Calculating public burden using OIRA data -- Part Two

An experiment in using open data to make government better

Yesterday, I published an article about using open government data to hunt for paper-based information requests by the government. Based on the data, it looked like there are still a lot of hours spent filling out paper-based forms. As I noted, though, I ran out of time to do careful analysis. So, today, let's explore deeper.

First, we'll create a histogram to look for the distributions of requests. To do so, we'll use pandas to examine the results data, and specifically the histogram method.

In [1]:

# Set up the graphing environment. Because I'm using jupyter notebooks, first I need to tell
# it to show the graphs inline. I also use the `ggplot` style, because it's less hideous. 
%matplotlib inline
import matplotlib
matplotlib.style.use('ggplot')

In [2]:

import pandas as pd
data = pd.read_json('results.json')
data.burden.plot.hist()

Out[2]:

<matplotlib.axes._subplots.AxesSubplot at 0x7fca4799d358>

Wait. Hold on right there. That's not what you'd expect to see. That looks like there's an outlier. Let's see what that might be... To do so, we look for the top ten burdens.

In [3]:

data[["burden", "title"]] .sort_values('burden', ascending=False).head(10)

Out[3]:

	burden	title
720	2997500000	U. S. Business Income Tax Return
729	48731780	IRA Contribution Information
719	34115874	Form 1099-DIV--Dividends and Distributions
718	24951529	Return of Organization Exempt From Income Tax ...
248	20036012	2017-2018 Free Application for Federal Student...
509	13500230	National Fire Incident Reporting System (NFIRS...
717	10880812	Employer's Annual Tax Return for Agricultural ...
497	9902378	Arrival and Departure Record
449	7736084	Physician Quality Reporting System (PQRS) (CMS...
713	7041290	Customer Due Diligence Requirements for Financ...

Oh dear. Looks like we've got a pretty obvious mistake here: "U.S. Business Income Tax Return" can definitely be filed electronically. Same with the other things on the list. And that one outlier accounts for 3 billion of the 3.3 billion hours. Oof. So what gives?

Well, it turns out that the way that OIRA displays the burden data is that if any of the forms that are part of an information collection request is not electronically available, then the burden for all of the forms gets aggregated. And unfortunately, there doesn't seem to be an obvious way to back out the other forms. So, that's not very useful, unfortunately.

Let's see what the total burden is if you remove the top 20% of information collection requests.

In [4]:

"{:,} hours".format(data.burden.sum() - data.sort_values('burden', ascending=False).head(220).burden.sum())

Out[4]:

'5,589,316 hours'

So, that feels a lot more sane, and a lot less exciting. There are only 5,589,316 hours of public burden for everything but the top 20% of information collection requests.

In the end, this is a great lesson in how a data schema can lead to incorrect conclusions.

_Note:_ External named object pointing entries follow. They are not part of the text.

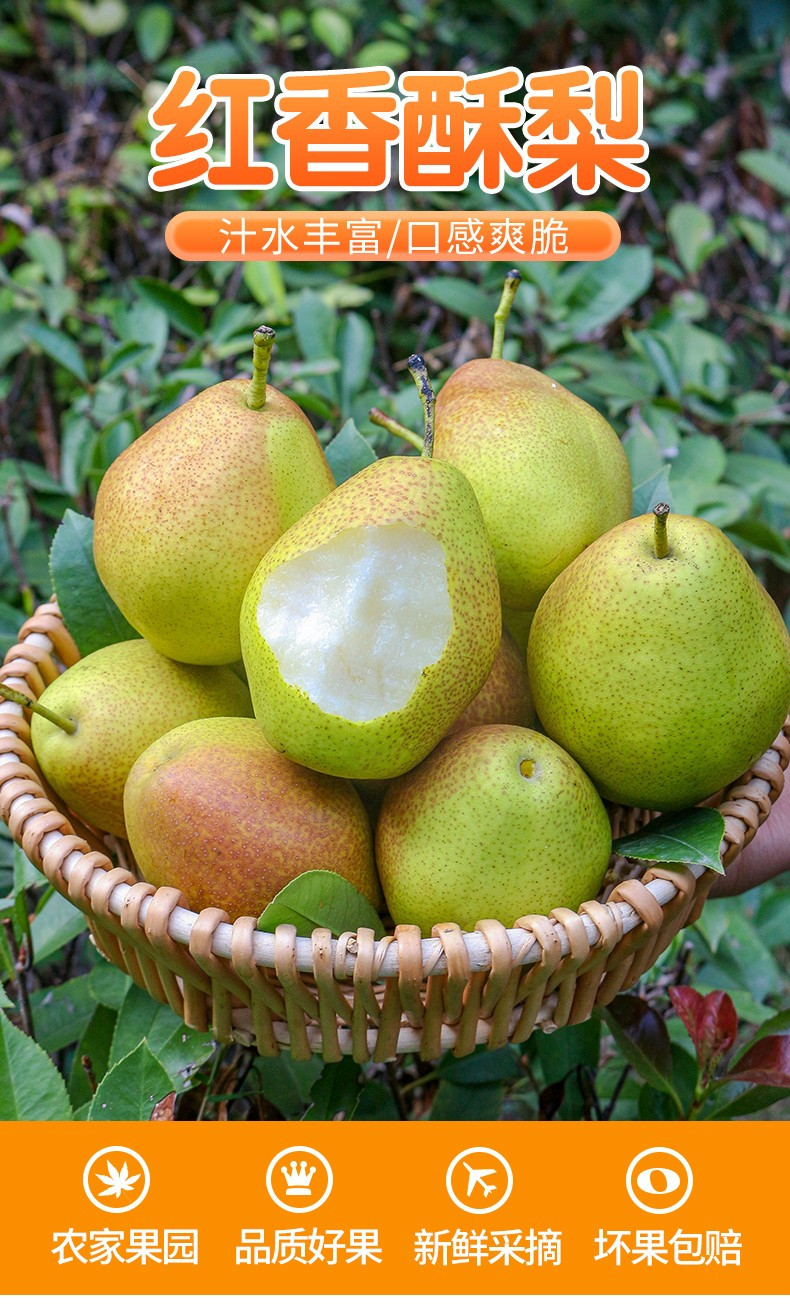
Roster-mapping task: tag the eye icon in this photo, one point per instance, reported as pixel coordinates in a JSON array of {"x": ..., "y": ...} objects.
[{"x": 659, "y": 1180}]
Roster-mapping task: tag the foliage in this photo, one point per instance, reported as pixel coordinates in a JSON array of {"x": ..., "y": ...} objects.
[{"x": 680, "y": 340}]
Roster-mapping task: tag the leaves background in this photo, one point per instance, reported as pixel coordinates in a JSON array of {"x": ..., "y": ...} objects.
[{"x": 680, "y": 340}]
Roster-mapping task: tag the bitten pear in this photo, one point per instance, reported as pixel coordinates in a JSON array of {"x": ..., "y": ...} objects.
[
  {"x": 659, "y": 662},
  {"x": 113, "y": 704},
  {"x": 374, "y": 620},
  {"x": 549, "y": 472},
  {"x": 215, "y": 811},
  {"x": 497, "y": 823},
  {"x": 505, "y": 696},
  {"x": 186, "y": 513}
]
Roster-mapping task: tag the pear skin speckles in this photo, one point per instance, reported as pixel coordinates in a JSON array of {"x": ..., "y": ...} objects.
[
  {"x": 549, "y": 472},
  {"x": 665, "y": 678},
  {"x": 185, "y": 516},
  {"x": 215, "y": 811},
  {"x": 122, "y": 697},
  {"x": 429, "y": 495},
  {"x": 496, "y": 823}
]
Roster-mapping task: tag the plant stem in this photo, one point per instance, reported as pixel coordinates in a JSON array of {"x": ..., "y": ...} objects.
[
  {"x": 263, "y": 340},
  {"x": 416, "y": 366},
  {"x": 395, "y": 428},
  {"x": 7, "y": 692},
  {"x": 661, "y": 546},
  {"x": 502, "y": 313}
]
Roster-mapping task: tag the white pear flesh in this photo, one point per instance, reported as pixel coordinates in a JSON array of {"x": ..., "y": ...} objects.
[{"x": 356, "y": 621}]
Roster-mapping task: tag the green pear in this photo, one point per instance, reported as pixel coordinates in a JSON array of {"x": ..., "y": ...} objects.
[
  {"x": 505, "y": 696},
  {"x": 374, "y": 621},
  {"x": 497, "y": 823},
  {"x": 215, "y": 811},
  {"x": 185, "y": 516},
  {"x": 659, "y": 662},
  {"x": 92, "y": 723},
  {"x": 549, "y": 472}
]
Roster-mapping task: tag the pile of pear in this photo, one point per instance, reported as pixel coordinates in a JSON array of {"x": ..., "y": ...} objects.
[{"x": 428, "y": 679}]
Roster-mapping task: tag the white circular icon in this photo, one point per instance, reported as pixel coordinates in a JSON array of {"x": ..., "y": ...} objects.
[
  {"x": 661, "y": 1175},
  {"x": 293, "y": 1181},
  {"x": 479, "y": 1173},
  {"x": 119, "y": 1173}
]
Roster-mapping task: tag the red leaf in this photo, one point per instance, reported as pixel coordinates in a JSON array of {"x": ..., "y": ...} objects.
[
  {"x": 710, "y": 1020},
  {"x": 765, "y": 1062}
]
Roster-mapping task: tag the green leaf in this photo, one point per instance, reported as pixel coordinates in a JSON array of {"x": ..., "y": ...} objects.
[
  {"x": 102, "y": 18},
  {"x": 332, "y": 30},
  {"x": 58, "y": 345},
  {"x": 654, "y": 491},
  {"x": 356, "y": 345},
  {"x": 92, "y": 618},
  {"x": 263, "y": 279},
  {"x": 284, "y": 1082},
  {"x": 700, "y": 458},
  {"x": 691, "y": 228},
  {"x": 484, "y": 1066},
  {"x": 459, "y": 296},
  {"x": 62, "y": 1013},
  {"x": 642, "y": 1039},
  {"x": 603, "y": 291},
  {"x": 464, "y": 1103},
  {"x": 11, "y": 620},
  {"x": 390, "y": 54},
  {"x": 768, "y": 168},
  {"x": 177, "y": 1047},
  {"x": 348, "y": 451},
  {"x": 45, "y": 249},
  {"x": 185, "y": 317},
  {"x": 693, "y": 836},
  {"x": 336, "y": 1091},
  {"x": 54, "y": 926},
  {"x": 131, "y": 1090},
  {"x": 32, "y": 1090},
  {"x": 94, "y": 1044},
  {"x": 321, "y": 899},
  {"x": 153, "y": 29}
]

Still, we have some good data near the bottom of the chart.

In [5]:

data.sort_values('burden').head(890).burden.plot.hist(bins=30)

Out[5]:

<matplotlib.axes._subplots.AxesSubplot at 0x7fca467f8080>

In other words, there are a lot of information requests that account for a couple hundred hours of public burden. Not a surprising result, but perhaps even more useful in the end. This result means that there are about 200 forms in the middle that account for much of the remaining burden hours. Now, that seems like a good place to start.